The Buchanan Dam (/b@'kæn@n/) is a multiple arch dam located on the Colorado River of Texas. The dam forms Lake Buchanan and was the first dam to be completed in the chain of Texas Highland Lakes. The dam is used for generating hydroelectric power and for flood control and is located about 12 mi west of Burnet, Texas.

==History==
Construction of the then-named George W. Hamilton Dam was started in 1931 by a company controlled by Samuel Insull, but soon ended with the dam less than half completed when his highly leveraged public utility holding company collapsed during the Great Depression. In 1934, the Texas legislature authorized the formation of the Lower Colorado River Authority to complete the Hamilton dam.
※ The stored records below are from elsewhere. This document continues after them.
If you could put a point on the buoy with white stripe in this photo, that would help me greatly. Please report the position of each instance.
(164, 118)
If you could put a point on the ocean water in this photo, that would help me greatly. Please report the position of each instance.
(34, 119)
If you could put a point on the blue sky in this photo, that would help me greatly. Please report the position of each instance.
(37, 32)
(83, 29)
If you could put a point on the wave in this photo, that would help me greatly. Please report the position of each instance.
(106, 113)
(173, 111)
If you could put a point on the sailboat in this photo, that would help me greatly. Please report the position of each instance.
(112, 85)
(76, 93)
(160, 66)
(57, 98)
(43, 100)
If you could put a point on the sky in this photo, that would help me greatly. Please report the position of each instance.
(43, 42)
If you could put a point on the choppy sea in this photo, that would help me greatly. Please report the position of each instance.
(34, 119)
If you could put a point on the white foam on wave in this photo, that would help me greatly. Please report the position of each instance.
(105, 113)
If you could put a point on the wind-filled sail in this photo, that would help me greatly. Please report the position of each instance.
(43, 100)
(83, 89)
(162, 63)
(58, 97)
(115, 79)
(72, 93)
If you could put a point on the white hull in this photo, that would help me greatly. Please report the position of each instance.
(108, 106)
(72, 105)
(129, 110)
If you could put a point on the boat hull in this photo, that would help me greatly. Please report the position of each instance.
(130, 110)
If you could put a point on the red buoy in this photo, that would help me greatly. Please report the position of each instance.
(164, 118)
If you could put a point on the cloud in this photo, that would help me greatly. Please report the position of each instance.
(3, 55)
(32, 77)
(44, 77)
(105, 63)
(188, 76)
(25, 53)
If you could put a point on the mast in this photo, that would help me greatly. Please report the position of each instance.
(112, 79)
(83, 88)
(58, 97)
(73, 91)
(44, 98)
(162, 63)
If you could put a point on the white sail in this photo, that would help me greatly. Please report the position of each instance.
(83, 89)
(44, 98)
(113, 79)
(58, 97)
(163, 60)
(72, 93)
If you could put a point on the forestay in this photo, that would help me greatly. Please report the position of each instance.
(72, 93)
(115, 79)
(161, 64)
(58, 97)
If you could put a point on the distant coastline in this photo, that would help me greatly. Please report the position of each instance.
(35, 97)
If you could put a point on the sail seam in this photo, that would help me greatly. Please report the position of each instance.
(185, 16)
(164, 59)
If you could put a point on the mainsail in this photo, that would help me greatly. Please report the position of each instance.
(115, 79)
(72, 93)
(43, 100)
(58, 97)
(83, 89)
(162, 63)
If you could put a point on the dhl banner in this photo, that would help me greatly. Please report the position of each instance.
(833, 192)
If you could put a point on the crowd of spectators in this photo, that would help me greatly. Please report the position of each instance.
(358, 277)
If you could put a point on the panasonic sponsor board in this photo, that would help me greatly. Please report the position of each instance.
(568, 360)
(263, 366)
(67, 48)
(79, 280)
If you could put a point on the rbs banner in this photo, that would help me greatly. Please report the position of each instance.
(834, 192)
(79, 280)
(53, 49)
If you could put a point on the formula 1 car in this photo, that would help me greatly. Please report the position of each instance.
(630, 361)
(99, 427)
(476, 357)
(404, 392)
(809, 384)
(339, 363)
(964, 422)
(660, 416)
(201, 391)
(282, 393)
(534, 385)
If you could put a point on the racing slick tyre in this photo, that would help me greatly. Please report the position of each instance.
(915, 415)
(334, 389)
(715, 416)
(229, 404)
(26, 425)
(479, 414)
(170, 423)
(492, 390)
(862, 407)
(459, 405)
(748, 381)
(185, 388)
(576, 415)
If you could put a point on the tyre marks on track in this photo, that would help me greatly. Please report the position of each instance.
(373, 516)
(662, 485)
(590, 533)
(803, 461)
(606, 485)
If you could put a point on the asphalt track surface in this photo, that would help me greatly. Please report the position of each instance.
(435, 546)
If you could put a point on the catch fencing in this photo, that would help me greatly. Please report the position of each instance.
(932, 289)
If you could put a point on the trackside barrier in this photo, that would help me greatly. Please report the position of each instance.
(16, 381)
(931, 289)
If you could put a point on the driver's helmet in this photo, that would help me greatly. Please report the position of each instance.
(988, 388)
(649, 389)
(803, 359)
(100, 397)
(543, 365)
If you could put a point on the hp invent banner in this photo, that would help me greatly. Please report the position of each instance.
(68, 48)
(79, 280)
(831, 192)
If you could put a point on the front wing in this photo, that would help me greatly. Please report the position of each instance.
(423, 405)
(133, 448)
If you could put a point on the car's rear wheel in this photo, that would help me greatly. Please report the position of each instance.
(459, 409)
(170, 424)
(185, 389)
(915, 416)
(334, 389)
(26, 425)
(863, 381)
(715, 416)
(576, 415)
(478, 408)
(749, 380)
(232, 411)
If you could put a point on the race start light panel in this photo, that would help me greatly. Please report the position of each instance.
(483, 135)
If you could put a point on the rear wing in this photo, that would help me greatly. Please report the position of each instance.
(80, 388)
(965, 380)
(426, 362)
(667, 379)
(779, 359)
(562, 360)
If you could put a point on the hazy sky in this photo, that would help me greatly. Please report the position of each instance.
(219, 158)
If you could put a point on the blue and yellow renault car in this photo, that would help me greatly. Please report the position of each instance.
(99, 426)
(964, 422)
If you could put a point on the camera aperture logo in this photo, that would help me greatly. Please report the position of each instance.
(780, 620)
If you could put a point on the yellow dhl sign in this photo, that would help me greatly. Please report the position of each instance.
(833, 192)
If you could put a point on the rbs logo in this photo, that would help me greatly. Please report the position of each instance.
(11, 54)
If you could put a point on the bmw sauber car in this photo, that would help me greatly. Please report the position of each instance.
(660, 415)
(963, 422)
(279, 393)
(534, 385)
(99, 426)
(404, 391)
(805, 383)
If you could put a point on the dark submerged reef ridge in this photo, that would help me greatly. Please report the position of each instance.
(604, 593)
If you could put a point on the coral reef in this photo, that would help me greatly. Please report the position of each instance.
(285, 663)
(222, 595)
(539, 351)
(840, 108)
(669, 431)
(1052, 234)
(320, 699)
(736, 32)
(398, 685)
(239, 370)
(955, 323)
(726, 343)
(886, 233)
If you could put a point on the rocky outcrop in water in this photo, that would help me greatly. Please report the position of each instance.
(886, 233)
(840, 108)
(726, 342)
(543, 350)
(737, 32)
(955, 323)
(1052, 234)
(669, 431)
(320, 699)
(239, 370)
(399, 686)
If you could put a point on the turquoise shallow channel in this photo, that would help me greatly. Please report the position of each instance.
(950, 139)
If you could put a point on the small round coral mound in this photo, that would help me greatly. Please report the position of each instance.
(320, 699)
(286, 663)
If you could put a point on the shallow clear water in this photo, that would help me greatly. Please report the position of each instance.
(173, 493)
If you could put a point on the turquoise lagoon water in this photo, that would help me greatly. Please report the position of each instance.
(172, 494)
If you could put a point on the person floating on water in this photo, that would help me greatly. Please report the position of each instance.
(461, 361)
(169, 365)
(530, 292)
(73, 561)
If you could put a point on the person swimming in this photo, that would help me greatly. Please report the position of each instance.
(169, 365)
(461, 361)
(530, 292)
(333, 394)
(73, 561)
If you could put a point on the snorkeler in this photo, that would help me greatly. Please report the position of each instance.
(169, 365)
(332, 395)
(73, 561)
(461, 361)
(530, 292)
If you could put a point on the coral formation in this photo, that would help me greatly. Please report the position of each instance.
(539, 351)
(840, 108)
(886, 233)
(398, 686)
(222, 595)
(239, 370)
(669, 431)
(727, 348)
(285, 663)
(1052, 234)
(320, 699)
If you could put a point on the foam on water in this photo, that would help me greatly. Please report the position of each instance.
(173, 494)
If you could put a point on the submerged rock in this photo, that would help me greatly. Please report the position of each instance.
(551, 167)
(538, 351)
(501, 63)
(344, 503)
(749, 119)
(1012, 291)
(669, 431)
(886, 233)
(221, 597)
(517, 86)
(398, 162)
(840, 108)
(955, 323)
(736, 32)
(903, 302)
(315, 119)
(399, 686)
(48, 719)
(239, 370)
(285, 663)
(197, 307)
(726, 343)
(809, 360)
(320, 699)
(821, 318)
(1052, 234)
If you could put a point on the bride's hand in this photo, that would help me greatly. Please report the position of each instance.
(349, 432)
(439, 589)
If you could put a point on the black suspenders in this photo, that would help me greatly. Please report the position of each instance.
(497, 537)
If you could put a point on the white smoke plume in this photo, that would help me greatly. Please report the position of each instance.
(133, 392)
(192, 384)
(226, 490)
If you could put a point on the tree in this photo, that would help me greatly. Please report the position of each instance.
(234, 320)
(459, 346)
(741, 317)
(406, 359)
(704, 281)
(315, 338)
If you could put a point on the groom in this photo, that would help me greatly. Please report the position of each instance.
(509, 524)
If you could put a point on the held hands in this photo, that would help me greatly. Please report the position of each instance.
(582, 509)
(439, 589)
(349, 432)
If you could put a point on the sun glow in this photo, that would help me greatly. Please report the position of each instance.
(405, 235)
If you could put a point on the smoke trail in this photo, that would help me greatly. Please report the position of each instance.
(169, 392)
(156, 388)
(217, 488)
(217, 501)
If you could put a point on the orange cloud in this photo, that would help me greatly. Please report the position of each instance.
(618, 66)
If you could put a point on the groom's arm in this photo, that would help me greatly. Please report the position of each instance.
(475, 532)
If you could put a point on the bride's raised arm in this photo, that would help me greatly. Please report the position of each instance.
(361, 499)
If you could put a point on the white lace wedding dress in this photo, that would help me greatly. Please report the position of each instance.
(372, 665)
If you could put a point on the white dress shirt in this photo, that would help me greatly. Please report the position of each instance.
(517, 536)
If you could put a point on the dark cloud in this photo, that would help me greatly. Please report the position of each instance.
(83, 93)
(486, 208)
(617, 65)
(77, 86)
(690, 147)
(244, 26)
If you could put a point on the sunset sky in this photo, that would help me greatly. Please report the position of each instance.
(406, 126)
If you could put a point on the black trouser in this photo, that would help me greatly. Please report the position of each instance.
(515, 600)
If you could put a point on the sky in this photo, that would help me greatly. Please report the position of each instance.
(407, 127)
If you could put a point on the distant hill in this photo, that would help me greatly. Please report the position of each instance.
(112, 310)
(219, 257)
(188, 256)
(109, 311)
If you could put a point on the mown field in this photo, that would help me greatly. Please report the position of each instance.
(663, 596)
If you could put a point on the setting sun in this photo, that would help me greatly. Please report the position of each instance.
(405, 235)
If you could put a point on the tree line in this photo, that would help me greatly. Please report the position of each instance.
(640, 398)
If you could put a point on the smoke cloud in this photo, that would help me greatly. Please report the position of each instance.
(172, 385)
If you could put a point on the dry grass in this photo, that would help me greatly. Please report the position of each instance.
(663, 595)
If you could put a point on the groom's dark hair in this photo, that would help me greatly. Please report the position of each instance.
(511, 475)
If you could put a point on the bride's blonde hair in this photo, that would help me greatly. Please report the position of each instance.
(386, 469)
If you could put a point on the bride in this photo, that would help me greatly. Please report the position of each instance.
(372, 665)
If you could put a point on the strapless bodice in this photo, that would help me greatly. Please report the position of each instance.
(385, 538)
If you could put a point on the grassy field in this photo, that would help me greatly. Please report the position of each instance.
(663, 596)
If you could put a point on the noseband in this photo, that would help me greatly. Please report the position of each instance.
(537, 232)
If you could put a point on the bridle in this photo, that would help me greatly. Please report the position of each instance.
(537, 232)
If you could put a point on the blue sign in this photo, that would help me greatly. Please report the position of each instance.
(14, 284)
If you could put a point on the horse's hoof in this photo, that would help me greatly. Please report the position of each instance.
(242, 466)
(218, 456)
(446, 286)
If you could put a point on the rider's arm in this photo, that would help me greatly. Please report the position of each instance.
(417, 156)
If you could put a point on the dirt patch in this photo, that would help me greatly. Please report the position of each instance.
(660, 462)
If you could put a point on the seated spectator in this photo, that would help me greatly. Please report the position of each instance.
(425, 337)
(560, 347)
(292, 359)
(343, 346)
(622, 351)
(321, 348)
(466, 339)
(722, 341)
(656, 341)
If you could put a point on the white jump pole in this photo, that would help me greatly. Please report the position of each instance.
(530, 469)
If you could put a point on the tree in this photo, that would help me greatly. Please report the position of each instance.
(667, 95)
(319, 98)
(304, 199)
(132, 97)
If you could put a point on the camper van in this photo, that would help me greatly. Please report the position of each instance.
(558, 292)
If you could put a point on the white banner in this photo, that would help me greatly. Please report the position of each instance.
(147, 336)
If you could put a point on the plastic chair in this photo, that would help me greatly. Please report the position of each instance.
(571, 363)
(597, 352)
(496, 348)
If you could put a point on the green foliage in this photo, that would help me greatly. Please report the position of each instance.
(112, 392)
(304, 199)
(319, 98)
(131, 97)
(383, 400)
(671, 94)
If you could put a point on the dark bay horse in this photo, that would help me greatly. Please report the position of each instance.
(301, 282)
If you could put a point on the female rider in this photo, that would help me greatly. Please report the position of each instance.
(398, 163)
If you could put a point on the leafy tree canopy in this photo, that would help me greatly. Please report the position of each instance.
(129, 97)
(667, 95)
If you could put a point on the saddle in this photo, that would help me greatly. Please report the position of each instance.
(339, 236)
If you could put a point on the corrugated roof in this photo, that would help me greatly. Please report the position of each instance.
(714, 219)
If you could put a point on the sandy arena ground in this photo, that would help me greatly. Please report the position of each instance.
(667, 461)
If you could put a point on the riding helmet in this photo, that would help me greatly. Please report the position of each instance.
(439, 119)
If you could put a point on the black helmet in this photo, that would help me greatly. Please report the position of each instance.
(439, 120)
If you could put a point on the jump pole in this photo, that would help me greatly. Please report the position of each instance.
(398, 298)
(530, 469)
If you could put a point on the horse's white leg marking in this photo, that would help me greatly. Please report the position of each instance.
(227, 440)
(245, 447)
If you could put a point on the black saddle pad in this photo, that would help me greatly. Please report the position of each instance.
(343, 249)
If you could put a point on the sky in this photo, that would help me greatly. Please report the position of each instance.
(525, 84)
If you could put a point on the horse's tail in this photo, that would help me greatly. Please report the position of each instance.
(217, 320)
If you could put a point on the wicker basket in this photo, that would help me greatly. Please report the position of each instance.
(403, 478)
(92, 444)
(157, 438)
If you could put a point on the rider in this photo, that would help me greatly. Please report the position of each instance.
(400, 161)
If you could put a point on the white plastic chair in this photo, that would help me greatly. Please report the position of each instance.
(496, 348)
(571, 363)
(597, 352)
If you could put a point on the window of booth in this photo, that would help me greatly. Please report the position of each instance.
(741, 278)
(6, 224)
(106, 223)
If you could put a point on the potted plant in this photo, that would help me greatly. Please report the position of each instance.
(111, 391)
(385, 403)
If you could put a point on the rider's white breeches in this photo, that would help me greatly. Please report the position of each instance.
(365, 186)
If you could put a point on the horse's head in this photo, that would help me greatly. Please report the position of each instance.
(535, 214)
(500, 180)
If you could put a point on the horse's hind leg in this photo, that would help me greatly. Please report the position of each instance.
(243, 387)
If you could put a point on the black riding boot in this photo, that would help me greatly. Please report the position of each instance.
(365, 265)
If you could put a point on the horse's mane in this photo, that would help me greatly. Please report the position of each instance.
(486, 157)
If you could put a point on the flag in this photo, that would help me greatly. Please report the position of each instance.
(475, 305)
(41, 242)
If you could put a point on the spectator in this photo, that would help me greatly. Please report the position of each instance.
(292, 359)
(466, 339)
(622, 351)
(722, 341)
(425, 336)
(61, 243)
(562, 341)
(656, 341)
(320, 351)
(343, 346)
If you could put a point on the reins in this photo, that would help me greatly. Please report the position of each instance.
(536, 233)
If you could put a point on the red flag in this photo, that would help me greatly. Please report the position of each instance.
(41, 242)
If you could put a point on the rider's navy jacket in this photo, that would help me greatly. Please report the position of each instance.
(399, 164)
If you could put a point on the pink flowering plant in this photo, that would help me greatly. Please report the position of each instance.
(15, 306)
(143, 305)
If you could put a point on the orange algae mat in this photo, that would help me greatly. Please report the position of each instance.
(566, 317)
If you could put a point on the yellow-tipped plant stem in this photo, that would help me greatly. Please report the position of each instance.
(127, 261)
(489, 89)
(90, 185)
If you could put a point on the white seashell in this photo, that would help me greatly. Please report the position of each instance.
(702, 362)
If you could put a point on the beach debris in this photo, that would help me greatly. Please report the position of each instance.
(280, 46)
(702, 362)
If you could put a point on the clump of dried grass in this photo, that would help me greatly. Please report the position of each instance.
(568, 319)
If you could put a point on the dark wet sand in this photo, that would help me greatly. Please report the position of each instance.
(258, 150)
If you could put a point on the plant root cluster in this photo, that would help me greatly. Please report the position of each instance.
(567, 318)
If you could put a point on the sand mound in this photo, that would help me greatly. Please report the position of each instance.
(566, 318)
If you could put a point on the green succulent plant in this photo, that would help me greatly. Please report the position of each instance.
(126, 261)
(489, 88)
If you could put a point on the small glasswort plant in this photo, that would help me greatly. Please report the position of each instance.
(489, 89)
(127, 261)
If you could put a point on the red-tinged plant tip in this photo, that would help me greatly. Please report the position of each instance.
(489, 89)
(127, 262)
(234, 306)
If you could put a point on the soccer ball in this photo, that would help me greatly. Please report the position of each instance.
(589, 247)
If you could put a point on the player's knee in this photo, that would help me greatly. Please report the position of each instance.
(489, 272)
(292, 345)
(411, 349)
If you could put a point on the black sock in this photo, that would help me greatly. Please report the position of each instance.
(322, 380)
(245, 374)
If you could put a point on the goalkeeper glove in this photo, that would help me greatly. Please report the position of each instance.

Following completion in 1937, the dam was renamed for U.S. Representative James P. Buchanan, who helped obtain federal funding for the project from the Public Works Administration.

Construction of the dam required the relocation of the town of Bluffton, Texas. Relocation began in 1931 and was complete by 1939. A 2011 drought re-exposed the old Bluffton townsite.

Following a flood along the river in 1938, in which the dam was required to pass through all of the flow of water, there was criticism of the dam project as failing to meet its promise of preventing downstream floods. However, at the time it was pointed out that the Buchanan Dam was just the first in a series of four flood control dams, and that prevention of flooding would not be possible until they were finished.